O acidente foi à cinco anos. Estávamos a 14 de Junho e estava de saída para um dia normal de trabalho.Na altura dava aulas na Martinho Vaz de Castelo Branco, na Póvoa de Sta Iria, estava a fazer mestrado, trabalhava na editora discográfica Clave de Soft e a par disso, como fiz o curso de canto no Conservatório e também de Direcção Coral e técnica Vocal, também trabalhava nessa área. Dirigia grupos corais e dava aulas de técnica vocal...actividade na minha vida não me faltava. Tinha andado a auxiliar uma colega de Religião e Moral, que ia apresentar umas Marchas Populares na escola e era o dia da exibição.
Estava parada numa fila de trânsito, na estrada que vai para Vialonga, a 100 metros do portão da Central de Cervejas...O Trânsito estava parado, eu estava na fila, apareceu um camião desgovernado, bateu-me e tive o acidente...E não, não se apaga a memória nem se ultrapassa.
"- Na altura percebeu logo a gravidade da situação?"
Quando olhei para o retrovisor e vi o camião percebi que não tinha hipóteses de escapar ao embate...puxei o travão de mão para evitar o embate no carro da frente, e levei com a pancada toda na parte de trás do meu carro. Como sou uma pessoa que reage muito friamente a todas as situações, como na altura estava quente e ainda não sentia dores, tentei perceber quais eram os danos e o que é que se podia fazer...ainda passou um amigo que me perguntou se eu precisava de alguma coisa e eu acenei e disse que estava tudo bem...telefonei para a escola a dizer que tinha sofrido um acidente, e que não ia ser possível estar presente, mas que não era nada de grave.
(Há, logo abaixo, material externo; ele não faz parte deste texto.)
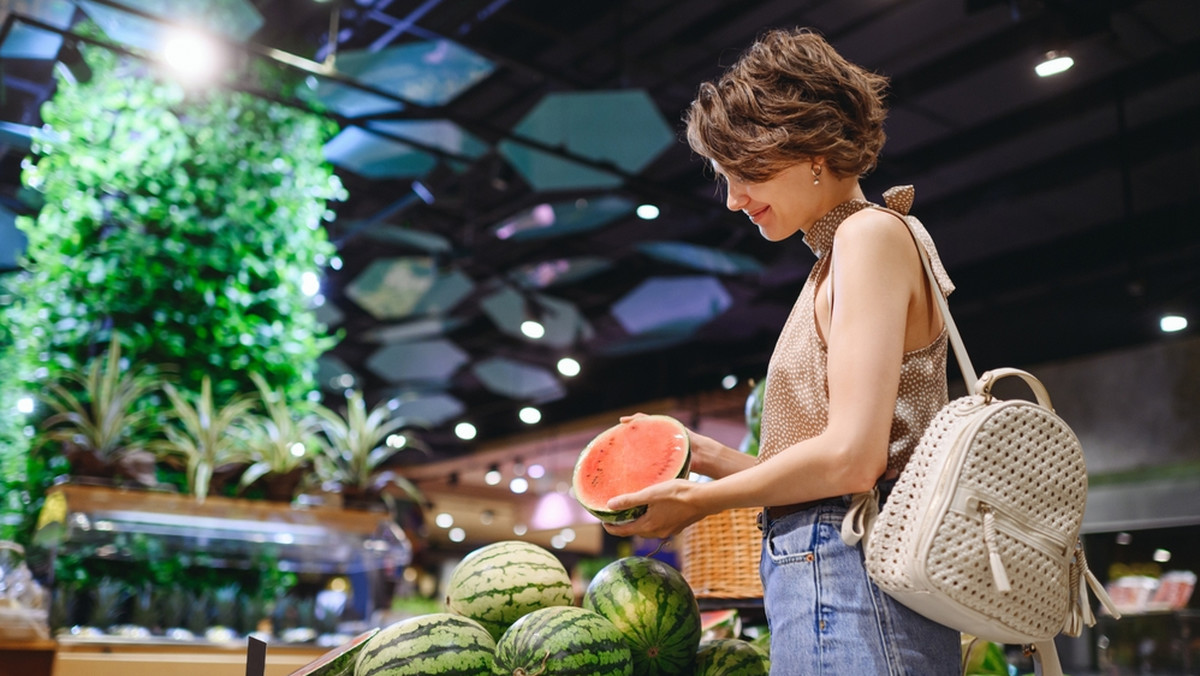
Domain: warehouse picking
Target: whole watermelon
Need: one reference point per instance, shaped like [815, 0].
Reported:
[563, 640]
[652, 605]
[730, 657]
[497, 584]
[439, 642]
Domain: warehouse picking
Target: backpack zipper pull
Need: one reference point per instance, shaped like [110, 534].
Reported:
[999, 575]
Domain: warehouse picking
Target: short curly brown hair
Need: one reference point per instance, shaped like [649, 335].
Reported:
[790, 97]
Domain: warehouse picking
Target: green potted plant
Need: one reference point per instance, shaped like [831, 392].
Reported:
[203, 438]
[99, 430]
[354, 450]
[280, 442]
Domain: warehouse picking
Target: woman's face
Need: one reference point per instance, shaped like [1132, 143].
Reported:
[780, 205]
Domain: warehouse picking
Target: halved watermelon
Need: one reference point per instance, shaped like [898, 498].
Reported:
[627, 458]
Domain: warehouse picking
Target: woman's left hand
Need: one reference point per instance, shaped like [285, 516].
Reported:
[671, 507]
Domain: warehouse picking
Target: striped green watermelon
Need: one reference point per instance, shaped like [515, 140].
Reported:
[653, 608]
[627, 458]
[497, 584]
[730, 657]
[563, 640]
[439, 642]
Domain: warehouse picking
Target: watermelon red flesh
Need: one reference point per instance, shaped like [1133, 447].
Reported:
[627, 458]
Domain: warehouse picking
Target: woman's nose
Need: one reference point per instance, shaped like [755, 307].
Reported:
[735, 197]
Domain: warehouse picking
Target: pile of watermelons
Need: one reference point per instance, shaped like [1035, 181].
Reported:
[510, 611]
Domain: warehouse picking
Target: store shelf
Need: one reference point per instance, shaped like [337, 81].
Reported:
[229, 531]
[95, 658]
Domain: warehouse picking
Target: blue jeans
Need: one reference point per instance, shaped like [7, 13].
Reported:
[828, 618]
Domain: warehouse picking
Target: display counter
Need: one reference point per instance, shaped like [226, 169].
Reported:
[156, 658]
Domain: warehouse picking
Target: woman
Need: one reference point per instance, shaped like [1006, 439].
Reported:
[858, 370]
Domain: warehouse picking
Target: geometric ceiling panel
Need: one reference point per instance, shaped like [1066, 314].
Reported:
[622, 127]
[426, 410]
[412, 330]
[562, 321]
[28, 42]
[442, 135]
[702, 258]
[408, 237]
[517, 380]
[427, 73]
[327, 312]
[375, 156]
[671, 304]
[561, 219]
[432, 360]
[335, 375]
[234, 19]
[547, 274]
[390, 288]
[448, 289]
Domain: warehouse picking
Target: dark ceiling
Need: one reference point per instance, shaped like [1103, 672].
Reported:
[1066, 208]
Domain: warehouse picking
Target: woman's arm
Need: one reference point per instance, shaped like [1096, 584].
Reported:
[876, 276]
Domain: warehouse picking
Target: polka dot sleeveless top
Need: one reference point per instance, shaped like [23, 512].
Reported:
[796, 405]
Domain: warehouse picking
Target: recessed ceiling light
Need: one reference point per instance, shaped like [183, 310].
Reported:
[1054, 64]
[568, 366]
[465, 431]
[533, 329]
[1173, 323]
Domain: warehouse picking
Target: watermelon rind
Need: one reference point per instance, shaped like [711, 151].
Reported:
[497, 584]
[438, 642]
[653, 608]
[730, 657]
[630, 514]
[337, 662]
[563, 640]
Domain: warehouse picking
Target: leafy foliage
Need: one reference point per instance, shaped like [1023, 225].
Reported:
[354, 449]
[281, 438]
[204, 436]
[108, 423]
[187, 220]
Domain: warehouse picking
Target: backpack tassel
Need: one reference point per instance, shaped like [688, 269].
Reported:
[1081, 578]
[999, 575]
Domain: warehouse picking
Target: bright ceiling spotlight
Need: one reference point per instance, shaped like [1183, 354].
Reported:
[1173, 323]
[568, 366]
[519, 485]
[493, 476]
[647, 211]
[465, 431]
[191, 54]
[533, 329]
[1054, 64]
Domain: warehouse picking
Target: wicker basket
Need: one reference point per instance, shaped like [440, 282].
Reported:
[719, 555]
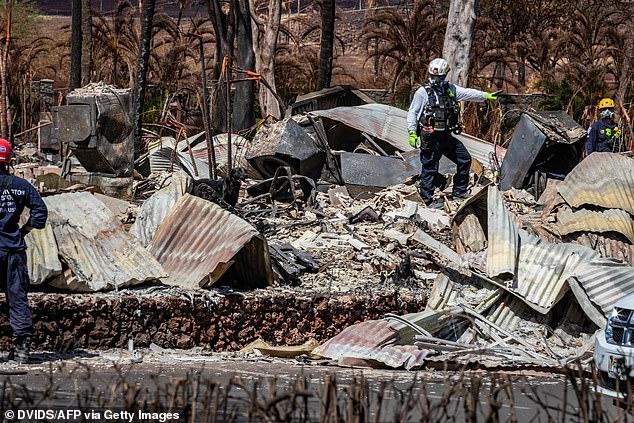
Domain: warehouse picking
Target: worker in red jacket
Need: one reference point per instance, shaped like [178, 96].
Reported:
[16, 194]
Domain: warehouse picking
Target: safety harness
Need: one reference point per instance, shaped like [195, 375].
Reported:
[442, 112]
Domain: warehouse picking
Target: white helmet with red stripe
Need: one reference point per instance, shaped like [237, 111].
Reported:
[438, 67]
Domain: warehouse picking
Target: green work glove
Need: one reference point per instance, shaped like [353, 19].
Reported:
[414, 141]
[490, 96]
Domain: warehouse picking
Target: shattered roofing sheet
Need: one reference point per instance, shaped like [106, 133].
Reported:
[601, 179]
[372, 340]
[539, 269]
[390, 124]
[154, 210]
[605, 281]
[162, 158]
[503, 236]
[612, 220]
[545, 270]
[198, 241]
[94, 244]
[378, 120]
[42, 255]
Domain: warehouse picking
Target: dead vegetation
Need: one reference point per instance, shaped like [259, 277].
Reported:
[197, 396]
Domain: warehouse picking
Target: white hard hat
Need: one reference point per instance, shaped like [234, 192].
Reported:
[438, 67]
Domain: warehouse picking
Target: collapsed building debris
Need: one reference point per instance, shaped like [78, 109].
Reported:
[503, 295]
[198, 242]
[99, 253]
[329, 98]
[95, 126]
[544, 145]
[285, 144]
[338, 212]
[154, 210]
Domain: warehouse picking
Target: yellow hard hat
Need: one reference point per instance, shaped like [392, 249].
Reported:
[606, 103]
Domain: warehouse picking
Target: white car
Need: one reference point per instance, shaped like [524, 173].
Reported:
[614, 351]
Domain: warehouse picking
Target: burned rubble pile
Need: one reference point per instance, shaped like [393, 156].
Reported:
[516, 294]
[324, 202]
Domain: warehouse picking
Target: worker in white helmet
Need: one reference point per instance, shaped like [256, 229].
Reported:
[433, 118]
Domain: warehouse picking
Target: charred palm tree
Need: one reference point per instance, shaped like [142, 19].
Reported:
[143, 64]
[327, 43]
[405, 40]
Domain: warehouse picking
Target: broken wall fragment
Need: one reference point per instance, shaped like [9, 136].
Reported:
[96, 248]
[198, 241]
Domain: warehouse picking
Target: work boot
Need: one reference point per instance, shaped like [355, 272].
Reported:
[436, 204]
[461, 196]
[21, 349]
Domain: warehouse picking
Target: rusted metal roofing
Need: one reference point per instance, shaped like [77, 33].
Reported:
[538, 269]
[612, 220]
[372, 340]
[154, 209]
[42, 255]
[390, 124]
[607, 245]
[503, 237]
[543, 272]
[95, 246]
[601, 179]
[239, 146]
[543, 268]
[199, 241]
[605, 281]
[163, 158]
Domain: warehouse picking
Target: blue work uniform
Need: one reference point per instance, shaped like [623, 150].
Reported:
[16, 194]
[601, 137]
[441, 143]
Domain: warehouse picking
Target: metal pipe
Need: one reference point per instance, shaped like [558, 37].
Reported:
[211, 151]
[229, 111]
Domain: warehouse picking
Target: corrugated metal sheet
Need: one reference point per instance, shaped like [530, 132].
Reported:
[543, 270]
[154, 210]
[42, 255]
[390, 124]
[480, 149]
[162, 158]
[503, 237]
[607, 245]
[94, 245]
[198, 241]
[539, 269]
[442, 293]
[372, 340]
[601, 179]
[605, 281]
[239, 146]
[613, 220]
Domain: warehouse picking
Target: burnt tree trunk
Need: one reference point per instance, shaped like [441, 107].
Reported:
[265, 35]
[458, 39]
[143, 63]
[75, 46]
[327, 45]
[227, 26]
[244, 100]
[86, 48]
[5, 114]
[625, 81]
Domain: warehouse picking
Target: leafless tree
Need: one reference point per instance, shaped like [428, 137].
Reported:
[458, 39]
[327, 44]
[265, 35]
[75, 45]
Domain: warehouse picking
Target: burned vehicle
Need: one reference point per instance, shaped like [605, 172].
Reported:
[614, 351]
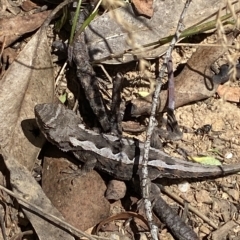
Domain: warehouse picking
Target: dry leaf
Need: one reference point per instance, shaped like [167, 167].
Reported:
[28, 81]
[130, 30]
[144, 7]
[26, 186]
[13, 28]
[231, 94]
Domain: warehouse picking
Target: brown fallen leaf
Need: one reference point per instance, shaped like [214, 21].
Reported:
[29, 80]
[192, 84]
[28, 6]
[14, 28]
[25, 185]
[231, 94]
[144, 7]
[122, 216]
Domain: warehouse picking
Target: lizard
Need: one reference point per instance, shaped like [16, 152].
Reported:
[63, 128]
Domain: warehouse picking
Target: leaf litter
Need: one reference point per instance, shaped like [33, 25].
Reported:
[20, 93]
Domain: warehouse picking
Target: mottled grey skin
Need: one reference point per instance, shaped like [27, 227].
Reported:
[121, 159]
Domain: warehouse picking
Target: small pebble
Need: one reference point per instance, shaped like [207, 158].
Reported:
[233, 193]
[184, 186]
[203, 196]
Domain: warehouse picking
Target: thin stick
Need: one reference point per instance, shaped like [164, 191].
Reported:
[144, 178]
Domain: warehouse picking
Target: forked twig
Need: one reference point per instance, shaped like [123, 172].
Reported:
[145, 182]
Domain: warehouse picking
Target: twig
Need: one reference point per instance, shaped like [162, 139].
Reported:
[144, 178]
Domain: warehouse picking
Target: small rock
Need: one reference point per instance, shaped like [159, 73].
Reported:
[205, 230]
[203, 196]
[228, 155]
[224, 196]
[184, 186]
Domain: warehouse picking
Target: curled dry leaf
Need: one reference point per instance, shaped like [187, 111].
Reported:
[14, 28]
[28, 81]
[26, 186]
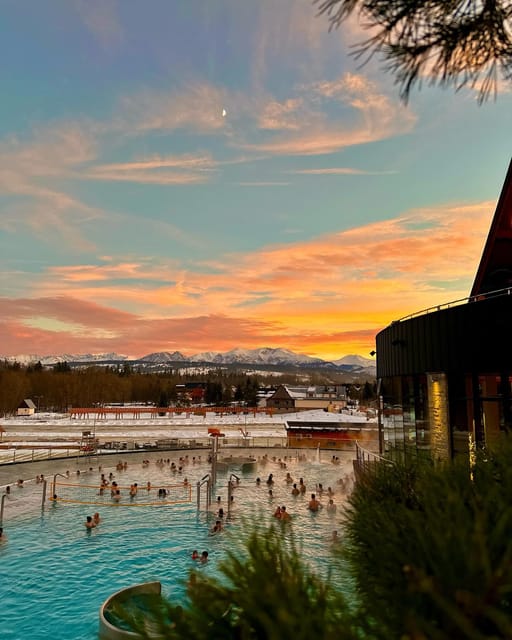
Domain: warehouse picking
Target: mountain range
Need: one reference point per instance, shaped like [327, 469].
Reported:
[265, 356]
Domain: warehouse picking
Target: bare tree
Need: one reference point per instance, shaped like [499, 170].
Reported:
[448, 42]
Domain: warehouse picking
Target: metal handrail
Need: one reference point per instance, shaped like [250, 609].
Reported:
[207, 479]
[230, 488]
[365, 455]
[455, 303]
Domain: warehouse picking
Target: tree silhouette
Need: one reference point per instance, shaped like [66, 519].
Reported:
[448, 42]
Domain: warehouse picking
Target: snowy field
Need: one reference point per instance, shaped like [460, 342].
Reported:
[45, 437]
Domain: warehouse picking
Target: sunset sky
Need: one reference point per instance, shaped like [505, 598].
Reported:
[209, 174]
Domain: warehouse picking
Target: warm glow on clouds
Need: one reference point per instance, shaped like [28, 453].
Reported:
[301, 126]
[205, 175]
[343, 287]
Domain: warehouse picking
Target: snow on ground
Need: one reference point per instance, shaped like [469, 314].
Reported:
[61, 428]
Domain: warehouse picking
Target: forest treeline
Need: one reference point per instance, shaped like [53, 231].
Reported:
[61, 387]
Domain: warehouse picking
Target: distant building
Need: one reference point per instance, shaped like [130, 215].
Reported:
[26, 408]
[191, 392]
[445, 374]
[331, 435]
[294, 398]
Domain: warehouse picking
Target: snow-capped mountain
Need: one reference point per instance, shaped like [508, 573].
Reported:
[265, 356]
[164, 356]
[358, 361]
[66, 357]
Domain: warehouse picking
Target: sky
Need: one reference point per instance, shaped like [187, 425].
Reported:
[205, 175]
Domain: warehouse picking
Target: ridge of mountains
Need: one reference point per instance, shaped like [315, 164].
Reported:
[265, 356]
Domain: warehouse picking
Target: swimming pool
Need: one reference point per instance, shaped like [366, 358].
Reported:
[55, 574]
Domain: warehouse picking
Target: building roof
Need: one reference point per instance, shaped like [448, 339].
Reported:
[27, 404]
[495, 269]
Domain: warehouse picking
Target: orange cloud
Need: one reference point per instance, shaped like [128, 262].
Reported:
[344, 286]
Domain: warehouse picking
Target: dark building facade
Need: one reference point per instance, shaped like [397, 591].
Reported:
[445, 375]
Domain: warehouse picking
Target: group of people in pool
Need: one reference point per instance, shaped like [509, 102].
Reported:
[203, 558]
[92, 521]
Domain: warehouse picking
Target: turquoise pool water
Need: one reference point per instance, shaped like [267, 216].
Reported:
[55, 574]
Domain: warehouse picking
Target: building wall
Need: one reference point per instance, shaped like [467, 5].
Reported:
[445, 379]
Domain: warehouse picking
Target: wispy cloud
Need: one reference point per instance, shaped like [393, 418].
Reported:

Depois telefonei para o meu marido para lhe perguntar se poderia ir ter comigo, mas que fosse devagar que não era nada de preocupante...acalmei o senhor do camião , que estava a gritar de volta do meu carro...o tempo foi passando, comecei a arrefecer e aí comecei a descompensar...comecei a ter dificuldades em respirar, a ter tonturas, e quando chegaram os bombeiros já estava a entrar em paragem cardio-respiratória...só me lembro de dizer que não conseguia respirar, de terem colocado a máscara de oxigénio, de me taparem com um plástico...ainda me lembro do meu marido chegar, de querer entrar no carro pelo outro lado e de os bombeiros dizerem que iam cortar o carro para me desencarcerarem.
Fui reanimada na ambulância, levada para o hospital de Vila Franca de Xira e quando entrei para a sala de reanimação já estava consciente. Depois de um raio-x e de oito horas nas urgências mandaram-me para casa com Ben-U-ron...como as dores não passavam, eu já não mexia os pés, tinha incontinência urinária e não me sentava, marquei uma consulta para o meu Ortopedista na Clínica de Santo António, em Sacavém. O médico quando me viu mandou-me imediatamente para neurologia...quando o neurologista me observou e viu que eu não tinha qualquer reacção nos membros inferiores, mandou-me para São José imediatamente onde estive internada em SO dois dias. Depois subi para a Unidade Vertebro-medular, onde fiquei internada, estava paraplégica e não havia nada a fazer...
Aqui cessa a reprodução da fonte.